Student Songwriters Four students share their process and experiences in the unique art form of songwriting. WORDS by ADA GREEN ART by DIONNE PETERSON PHOTOS by DARE FITZPATRICK and ADA GREEN
Dionne Peterson ‘25: Q: What are your favorite genres to listen to and write? A: I like listening to songs that have a big message. I feel like those songs stick with me more. I like lyrics that actually make sense and aren’t just a bunch of words. I like listening to deeper songs, that have a little more meaning than just love and repetitive lyrics. Q: What is the hardest part about writing a song? How do you overcome it? A: Putting the lyrics and the chords together. I’ll know how I want it to sound, but then putting how I want it to sound onto chords is hard, because you have to match the chords and the vibe you’re going for. It’s hard because they’re two separate things and you have to put them together. My way to overcome that is tweaking, tweaking, tweaking, experimenting, trying again and again and again until it sounds right.
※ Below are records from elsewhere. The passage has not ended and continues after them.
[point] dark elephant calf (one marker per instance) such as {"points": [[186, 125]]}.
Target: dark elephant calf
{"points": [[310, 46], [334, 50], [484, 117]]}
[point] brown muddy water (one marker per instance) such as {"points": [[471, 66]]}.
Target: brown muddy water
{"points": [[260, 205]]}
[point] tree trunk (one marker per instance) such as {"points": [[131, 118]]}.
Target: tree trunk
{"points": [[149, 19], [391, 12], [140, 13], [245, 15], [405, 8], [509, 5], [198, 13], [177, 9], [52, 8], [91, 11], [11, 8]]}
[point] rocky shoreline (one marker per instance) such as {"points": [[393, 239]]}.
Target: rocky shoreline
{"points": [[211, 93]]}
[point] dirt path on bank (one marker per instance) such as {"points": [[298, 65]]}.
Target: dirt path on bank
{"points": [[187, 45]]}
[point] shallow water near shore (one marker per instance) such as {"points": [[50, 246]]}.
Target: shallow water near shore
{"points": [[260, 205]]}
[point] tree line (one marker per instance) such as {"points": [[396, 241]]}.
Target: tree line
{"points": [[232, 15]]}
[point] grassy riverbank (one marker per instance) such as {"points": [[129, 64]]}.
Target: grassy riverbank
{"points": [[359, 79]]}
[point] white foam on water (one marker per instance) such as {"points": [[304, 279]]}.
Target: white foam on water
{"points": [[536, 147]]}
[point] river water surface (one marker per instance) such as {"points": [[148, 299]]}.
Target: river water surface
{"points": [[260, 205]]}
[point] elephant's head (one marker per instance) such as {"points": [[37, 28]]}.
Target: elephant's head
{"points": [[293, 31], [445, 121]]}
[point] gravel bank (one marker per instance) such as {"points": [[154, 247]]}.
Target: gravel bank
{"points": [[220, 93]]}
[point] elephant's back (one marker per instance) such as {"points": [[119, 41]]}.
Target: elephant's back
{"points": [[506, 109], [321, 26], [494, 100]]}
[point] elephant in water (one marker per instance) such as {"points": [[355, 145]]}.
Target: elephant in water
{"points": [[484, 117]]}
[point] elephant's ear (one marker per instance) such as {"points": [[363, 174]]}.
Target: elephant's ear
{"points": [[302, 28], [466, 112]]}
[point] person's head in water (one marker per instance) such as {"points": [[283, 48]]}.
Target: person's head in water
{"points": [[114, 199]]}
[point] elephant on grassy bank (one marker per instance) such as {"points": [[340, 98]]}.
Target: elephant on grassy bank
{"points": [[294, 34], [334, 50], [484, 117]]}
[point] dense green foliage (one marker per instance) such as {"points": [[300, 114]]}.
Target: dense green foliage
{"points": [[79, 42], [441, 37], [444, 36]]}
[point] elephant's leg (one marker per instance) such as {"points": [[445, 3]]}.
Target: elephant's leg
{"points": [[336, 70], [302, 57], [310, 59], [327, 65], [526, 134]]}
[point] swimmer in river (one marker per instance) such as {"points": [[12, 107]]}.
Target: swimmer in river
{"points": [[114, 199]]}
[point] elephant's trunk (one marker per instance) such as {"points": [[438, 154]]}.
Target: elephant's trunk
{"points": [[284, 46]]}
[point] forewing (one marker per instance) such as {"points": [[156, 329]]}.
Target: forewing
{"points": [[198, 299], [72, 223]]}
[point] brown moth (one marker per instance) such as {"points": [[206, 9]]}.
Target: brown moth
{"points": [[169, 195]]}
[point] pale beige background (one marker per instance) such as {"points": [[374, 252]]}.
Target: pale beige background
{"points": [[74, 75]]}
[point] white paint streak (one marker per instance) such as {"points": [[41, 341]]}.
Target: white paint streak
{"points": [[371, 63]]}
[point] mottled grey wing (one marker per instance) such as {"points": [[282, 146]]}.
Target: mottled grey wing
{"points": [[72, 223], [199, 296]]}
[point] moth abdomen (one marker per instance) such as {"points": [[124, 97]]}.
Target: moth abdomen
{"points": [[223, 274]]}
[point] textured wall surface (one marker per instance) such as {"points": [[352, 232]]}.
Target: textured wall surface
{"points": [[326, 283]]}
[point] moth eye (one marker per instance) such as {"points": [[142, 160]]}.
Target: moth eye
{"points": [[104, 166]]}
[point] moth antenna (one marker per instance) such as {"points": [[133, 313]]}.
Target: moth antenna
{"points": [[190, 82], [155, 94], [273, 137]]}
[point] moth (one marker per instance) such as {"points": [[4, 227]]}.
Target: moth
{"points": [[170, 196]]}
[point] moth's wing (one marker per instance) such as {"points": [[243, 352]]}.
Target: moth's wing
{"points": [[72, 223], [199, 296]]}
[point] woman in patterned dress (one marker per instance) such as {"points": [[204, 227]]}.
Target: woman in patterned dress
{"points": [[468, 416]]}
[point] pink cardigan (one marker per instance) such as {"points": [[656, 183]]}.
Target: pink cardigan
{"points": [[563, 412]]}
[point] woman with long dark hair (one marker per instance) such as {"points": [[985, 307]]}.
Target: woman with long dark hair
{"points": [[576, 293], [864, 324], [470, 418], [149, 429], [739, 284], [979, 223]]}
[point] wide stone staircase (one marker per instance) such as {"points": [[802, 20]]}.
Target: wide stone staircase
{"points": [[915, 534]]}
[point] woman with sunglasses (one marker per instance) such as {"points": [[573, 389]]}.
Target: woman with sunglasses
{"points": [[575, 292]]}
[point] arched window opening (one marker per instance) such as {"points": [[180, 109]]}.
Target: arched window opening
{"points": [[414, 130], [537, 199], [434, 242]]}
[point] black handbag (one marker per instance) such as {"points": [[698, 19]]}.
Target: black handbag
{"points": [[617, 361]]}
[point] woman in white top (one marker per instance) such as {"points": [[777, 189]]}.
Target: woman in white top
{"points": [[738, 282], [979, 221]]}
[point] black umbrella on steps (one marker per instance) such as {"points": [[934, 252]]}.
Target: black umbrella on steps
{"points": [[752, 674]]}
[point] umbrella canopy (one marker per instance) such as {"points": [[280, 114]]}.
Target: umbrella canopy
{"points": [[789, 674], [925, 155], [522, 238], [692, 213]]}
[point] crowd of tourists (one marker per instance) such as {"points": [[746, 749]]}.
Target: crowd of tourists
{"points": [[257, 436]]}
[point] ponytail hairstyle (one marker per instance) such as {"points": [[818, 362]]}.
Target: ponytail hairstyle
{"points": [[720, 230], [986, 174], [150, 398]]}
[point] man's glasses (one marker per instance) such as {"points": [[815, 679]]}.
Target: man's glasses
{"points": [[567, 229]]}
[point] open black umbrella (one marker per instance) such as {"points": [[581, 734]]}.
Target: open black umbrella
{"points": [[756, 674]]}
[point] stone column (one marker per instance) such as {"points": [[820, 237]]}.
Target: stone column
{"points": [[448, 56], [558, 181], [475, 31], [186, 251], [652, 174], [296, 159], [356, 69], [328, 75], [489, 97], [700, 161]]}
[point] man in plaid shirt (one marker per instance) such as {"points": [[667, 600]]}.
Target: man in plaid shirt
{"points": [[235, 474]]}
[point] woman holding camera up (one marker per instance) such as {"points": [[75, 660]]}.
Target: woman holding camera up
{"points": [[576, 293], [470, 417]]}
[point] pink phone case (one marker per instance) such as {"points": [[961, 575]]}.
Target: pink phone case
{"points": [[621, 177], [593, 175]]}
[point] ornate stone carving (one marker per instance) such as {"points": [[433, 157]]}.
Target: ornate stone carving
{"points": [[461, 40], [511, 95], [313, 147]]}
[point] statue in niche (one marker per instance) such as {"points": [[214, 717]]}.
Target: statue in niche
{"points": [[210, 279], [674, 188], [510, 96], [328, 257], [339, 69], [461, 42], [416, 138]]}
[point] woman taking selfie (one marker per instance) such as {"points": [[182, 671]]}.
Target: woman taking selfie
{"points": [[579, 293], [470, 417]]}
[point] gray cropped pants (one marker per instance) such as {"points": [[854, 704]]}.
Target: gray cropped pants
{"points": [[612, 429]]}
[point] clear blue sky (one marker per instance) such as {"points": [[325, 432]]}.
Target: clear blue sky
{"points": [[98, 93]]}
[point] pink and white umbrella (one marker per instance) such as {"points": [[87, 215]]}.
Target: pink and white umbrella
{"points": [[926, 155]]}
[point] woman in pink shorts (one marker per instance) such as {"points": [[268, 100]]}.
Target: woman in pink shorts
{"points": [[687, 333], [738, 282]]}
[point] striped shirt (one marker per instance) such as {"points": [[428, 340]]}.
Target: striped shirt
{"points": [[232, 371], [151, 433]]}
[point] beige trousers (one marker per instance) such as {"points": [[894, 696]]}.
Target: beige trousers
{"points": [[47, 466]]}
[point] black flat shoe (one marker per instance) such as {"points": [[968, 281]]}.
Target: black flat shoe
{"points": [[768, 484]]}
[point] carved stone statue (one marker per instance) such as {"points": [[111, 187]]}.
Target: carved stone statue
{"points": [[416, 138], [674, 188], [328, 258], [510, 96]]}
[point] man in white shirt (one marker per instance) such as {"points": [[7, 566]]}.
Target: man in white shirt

Noah Olorin ‘24: Q: What is the hardest part about writing music? A: For me personally, it’s just sitting down and doing it. I’ll be like, ‘Oh yeah! I want to write a song!’ and then I’ll go do something else. I have all these ideas in my head and I’ll write some of them down sometimes, which pushes me towards the process where eventually I just have to sit down and do it. Once I’m in it, most of the time it usually feels pretty in flow. The one other thing that does get in the way when I am writing music in general is my own assessment of its worth. ‘Oh, I don’t really like this’ or ‘this isn’t very good’ and that’ll convince me to stop writing whatever I’m writing. I really have to convince myself, ‘Okay, no, just get through, even if you don’t like it now you can just keep working with the idea.’ So, really not worrying too much about how I view its value in the moment and just having the process be enjoyable in of itself is something I’m working on. Q: What is your favorite part about writing music? A: As a form as self-expression, music is so multifaceted. When you hear it all come together, the different parts, it’s like this emotional, uproaring orchestra that just gives you that little buzz that other things have in different ways, but that music has in a very specific way. This massive emotional dynamic range in this method that isn’t normally how we communicate. It’s this way to communicate emotions that I think can connect to a different part of your brain than just speech or visual art, which all have their own beautiful capacities, but it’s just another way to really make people feel something.